In quel momento, Kazue sapeva di vita, di speranza, di futuro.
Avevano fatto l’amore in quel letto e così era accaduto il giorno successivo e poi quello dopo ancora, finché Mick non era stato trasferito all’ospedale pubblico per terminare la convalescenza…
 
Mick era ancora fermo davanti al letto a contemplare Kazue, immerso nei ricordi. 
Nel buio della notte una luce nel palazzo di fronte si accese, catturando la sua attenzione. Mick si avvicinò alla finestra e guardò fuori.
Era l’appartamento dei suoi amici. Ryo doveva essere appena rientrato e forse aveva svegliato Kaori. O magari Kaori era rimasta sveglia ad aspettarlo, con un martello in mano e l’espressione furiosa dipinta in volto. 
Mick si chiese se per caso il suo amico avesse riflettuto su quello che gli aveva detto. Il fatto che fosse tornato a casa, invece che restare a ubriacarsi fino all’alba, era sicuramente un buon segno.
Poi qualcos’altro attirò la sua attenzione, costringendolo a distogliere lo sguardo dalla casa di mattoni rossi e ad alzarlo verso il cielo. Una stella che non aveva mai visto brillava ardentemente sopra di lui, offuscando tutte le altre. 
Hope” sussurrò lui, sorridendo. La cometa passava lentamente sopra la sua testa, lontana, luccicando come un diamante nell’immenso cielo. Speranza, questo era il nome che qualche scienziato aveva deciso di dare a quella stella scintillante. Speranza era proprio quello di cui avevano bisogno tutti quanti, si disse lui, a cominciare da quella stramba coppia. Chissà che l’influenza di una stella vecchia di migliaia di anni potesse inspirare i due amanti a dichiararsi una volta per tutte.

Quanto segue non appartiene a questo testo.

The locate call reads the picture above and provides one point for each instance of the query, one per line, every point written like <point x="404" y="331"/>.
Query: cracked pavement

Mick chiuse gli occhi, pensando a un desiderio da esprimere. Quando li riaprì, vide che Hope era già scomparsa nell’oscurità.
 
“Mick… amore…”
Mick abbassò lo sguardo. Kazue era sveglia e lo fissava da sotto in su con gli occhi ancora pieni di sonno.
“Scusami” sussurrò lui con un sorriso. “Non volevo svegliarti. Sono appena tornato.”
“Mmm…” mormorò lei, stiracchiandosi. “Che ore sono? È… è già passata la cometa?”
“Sì, tesoro, è passata.”
“Uffa!” protestò lei debolmente, sbadigliando. “Avrei voluto vederla insieme a te! Tutta colpa di Ryo Saeba e delle vostre uscite!”
“Magari da stasera anche a lui passerà la voglia di uscire a bere con me…” ridacchiò Mick, lanciando un’ultima occhiata al palazzo dai mattoni rossi prima di scivolare nel letto.
Il corpo caldo e rassicurante di Kazue si avvinghiò al suo, permettendo ai loro respiri di sincronizzarsi l’uno con l’altro.
“Hai espresso un desiderio quando hai visto la cometa?” chiese lei, alzando la testa per baciargli lievemente il collo con la punta delle labbra.
Istintivamente, lui la strinse più forte a sé e sorrise.
“Sì, tesoro. Ma non te lo posso dire… non per i prossimi cinquemila anni, almeno.”